Mini buttons pad set: http://www.sparkfun.com/commerce/product_info.php?products_id=8996
Serial LCD: http://www.sparkfun.com/commerce/product_info.php?products_id=9395

It will be a fork of the main engine, 'cos I'll also be adding DC (PWM) motor control as well. But a simple UI will be built into the engine as well.

I'm curious though, you say you keep re-compiling the .pde to change parameters? Have you tried the Slim application? It's what I use for testing, and even final shots - it lets you control all parameters in real-time via the serial protocol.

!c

Hi Chris, Have been away for

Hi Chris,

Have been away for a while (I was on a trip to photograph Sharks in the Bahamas) but I am ready to work on the project again.

Is it wise to fork the main engine at this time? It's not on 1.0 yet. Do you think it's possible to include your new functionality in the main branch?

I am trying the new TouchShield code right now; will keep you posted about that. I also have some ideas about powering the motors; that will be a new thread I guess.

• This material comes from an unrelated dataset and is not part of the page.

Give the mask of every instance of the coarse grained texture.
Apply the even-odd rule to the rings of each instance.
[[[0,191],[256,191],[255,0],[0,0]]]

To support PWM drivers and

To support PWM drivers and buttons/lcd's, I'm going to need to free up some pins. Primarily, I'm looking to move to SPI for running the stepper drivers later (and support more than 4 steppers), so that would be very different from 0.82 is. I'm working on a 4-driver board with an SPI interface for later. We can then decide if it makes sense to merge the two or fork them. I'm not really won over to one side or the other, but I'd like to keep things stable for those using direct stepper control - if it's not difficult, they could just be code paths in the existing code.

!c

Same issue here. I want to

Same issue here. I want to switch on/off the power of my motors (individually) with the Arduino. I will fit every motor with a separate battery (LiOn of LiPO). It would even be great to monitor the voltage of the batteries. I want to use the Mega for that. Pins are no issue on that board. It's as cheap as a Duemilanove when you buy a clone here. I am working on the electronics to get this to work together with a friend based on fets. Very cheap, but it gets the Arduino in control.

I hope that the code paths in the existing code will do the job. So many ideas, we need more time in a day! I have an advanced controller with a TouchShield and XBee here (just ordered a joystick shield and accelerometer); it only needs some software :-). Tilting the unit should move the motors. The code should be flexible for that. Just buy the toys you want! The basic unit only needs an Arduino and the TouchShield.

Shouldn't we define the v1.0 specs first :-). We can implement all the toys later.

Do you want to start a thread

Do you want to start a thread on a 1.0 concept? We could form a list, set some goals and such =)

The current code path should be fine, I'd like to look into modularizing some parts of it, to make it easier to implement the different concepts, and even toys later *g*

I just finished testing everything that's been implemented so far in 0.82 (plus made/tested some slight changes to the way actions work, as some of the workflow didn't make sense with the repeat cycle), and checked everything in. If you could look through the new docs (added today), and let me know if anything's missing there, or doesn't make sense - that would be very helpful.